Dean Witter Reynolds, Inc. v. Ness

677 F. Supp. 866, 1988 U.S. Dist. LEXIS 387, 1988 WL 3809
CourtDistrict Court, D. South Carolina
DecidedJanuary 13, 1988
DocketCiv. A. 3:87-3277-15
StatusPublished
Cited by5 cases

This text of 677 F. Supp. 866 (Dean Witter Reynolds, Inc. v. Ness) is published on Counsel Stack Legal Research, covering District Court, D. South Carolina primary law. Counsel Stack provides free access to over 12 million legal documents including statutes, case law, regulations, and constitutions.

Bluebook
Dean Witter Reynolds, Inc. v. Ness, 677 F. Supp. 866, 1988 U.S. Dist. LEXIS 387, 1988 WL 3809 (D.S.C. 1988).

Opinion

HAMILTON, District Judge.

This is a petition to compel arbitration of a lawsuit currently pending in the Richland County [South Carolina] Court of Common Pleas. 9 U.S.C. § 4. The court has jurisdiction in that the parties are of diverse citizenship. 28 U.S.C. § 1332.

Background

Facts and Procedural History

Respondent, Dale Ness, was employed at Dean Witter Reynolds’, Inc., (hereinafter Dean Witter) Columbia office until September, 1986 when he voluntarily terminated his employment. After leaving Dean Witter, respondent took a job with another securities firm in Columbia. Petitioners allege that after his resignation, respondent repeatedly returned to Dean Witter’s office, even after oral and written warnings to stay off the premises. On November 14, 1986, the manager of Dean Witter’s Columbia office, Johnny Ray Turbeville, filed a complaint with the Columbia Police Department in which he contended that respondent continued to visit the office after being warned to stay away and refused to leave upon request. On December 22, 1986, respondent allegedly again visited the office, and Turbeville swore out a warrant for his arrest that same day. On December 26, 1986, respondent again returned to Dean Witter’s office, where he was arrested for trespass under the warrant taken out on December 22, 1986. Respondent contends that he was there on the twenty-sixth to pick up xerox copies of bonds that belonged to his father. There is no indica *867 tion in the record why he was there on the previous occasions.

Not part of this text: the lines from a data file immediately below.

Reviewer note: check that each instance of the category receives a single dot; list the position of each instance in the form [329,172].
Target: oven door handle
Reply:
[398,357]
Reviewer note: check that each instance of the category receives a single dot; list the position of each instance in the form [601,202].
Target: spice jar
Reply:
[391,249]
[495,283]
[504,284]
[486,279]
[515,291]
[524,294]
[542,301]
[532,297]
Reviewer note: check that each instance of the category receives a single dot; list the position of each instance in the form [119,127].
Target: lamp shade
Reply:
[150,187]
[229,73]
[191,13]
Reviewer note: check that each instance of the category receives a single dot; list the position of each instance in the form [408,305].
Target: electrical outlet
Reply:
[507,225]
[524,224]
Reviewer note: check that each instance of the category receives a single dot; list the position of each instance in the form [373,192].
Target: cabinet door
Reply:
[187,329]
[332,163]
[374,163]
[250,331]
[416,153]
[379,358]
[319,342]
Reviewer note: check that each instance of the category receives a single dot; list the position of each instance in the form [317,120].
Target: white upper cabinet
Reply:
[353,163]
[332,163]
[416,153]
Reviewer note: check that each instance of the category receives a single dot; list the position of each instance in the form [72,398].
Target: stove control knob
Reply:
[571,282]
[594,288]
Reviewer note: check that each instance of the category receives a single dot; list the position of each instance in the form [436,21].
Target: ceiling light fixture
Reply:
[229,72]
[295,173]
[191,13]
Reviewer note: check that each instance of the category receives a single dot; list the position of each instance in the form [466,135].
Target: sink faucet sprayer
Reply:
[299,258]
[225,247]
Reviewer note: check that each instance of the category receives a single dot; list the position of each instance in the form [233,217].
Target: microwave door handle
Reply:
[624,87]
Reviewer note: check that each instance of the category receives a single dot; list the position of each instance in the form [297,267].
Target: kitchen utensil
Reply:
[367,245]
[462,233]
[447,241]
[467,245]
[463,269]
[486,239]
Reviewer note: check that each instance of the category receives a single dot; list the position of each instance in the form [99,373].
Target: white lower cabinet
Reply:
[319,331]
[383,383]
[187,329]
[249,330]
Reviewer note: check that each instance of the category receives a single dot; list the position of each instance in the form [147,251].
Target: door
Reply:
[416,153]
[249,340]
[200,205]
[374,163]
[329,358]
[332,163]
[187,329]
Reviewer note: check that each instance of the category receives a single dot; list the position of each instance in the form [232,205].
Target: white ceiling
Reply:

On June 26, 1987, respondent, in response to his arrest for trespass, filed a complaint in state court in which he asserted causes of action for false arrest and imprisonment, intentional infliction of emotional distress, negligence, defamation, and abuse of process. On July 27, 1987, petitioners removed the action, 28 U.S.C. § 1441, on the basis of diversity of citizenship, 28 U.S.C. § 1332, and federal question jurisdiction, 28 U.S.C. § 1331.

Instead of filing an answer to respondent’s state common law tort claims, petitioners asked the court to compel arbitration under § 4 1 of the Federal Arbitration Act. Petitioners’ basis for originally requesting arbitration was contained in the New York Stock Exchange Form U-4 (hereinafter Form U-4), which respondent completed and executed upon commencement of his employment with Dean Witter. That form provides, in pertinent part:

I agree that any controversy between me and amy member or member organization or affiliate or subsidiary thereof arising out of my employment or termination of my employment shall be settled by arbitration at the instance of any such party in accordance with the arbitration procedure prescribed in the Constitution and Rules then obtaining of the New York Stock Exchange, Inc.

This clause of Form U-4 incorporates by reference New York Stock Exchange Rule 347, which provides, in pertinent part:

Any controversy between a registered representative and any member or member organization arising out of the employment or termination of employment of such registered representative by and with such member or member organization shall be settled by arbitration ...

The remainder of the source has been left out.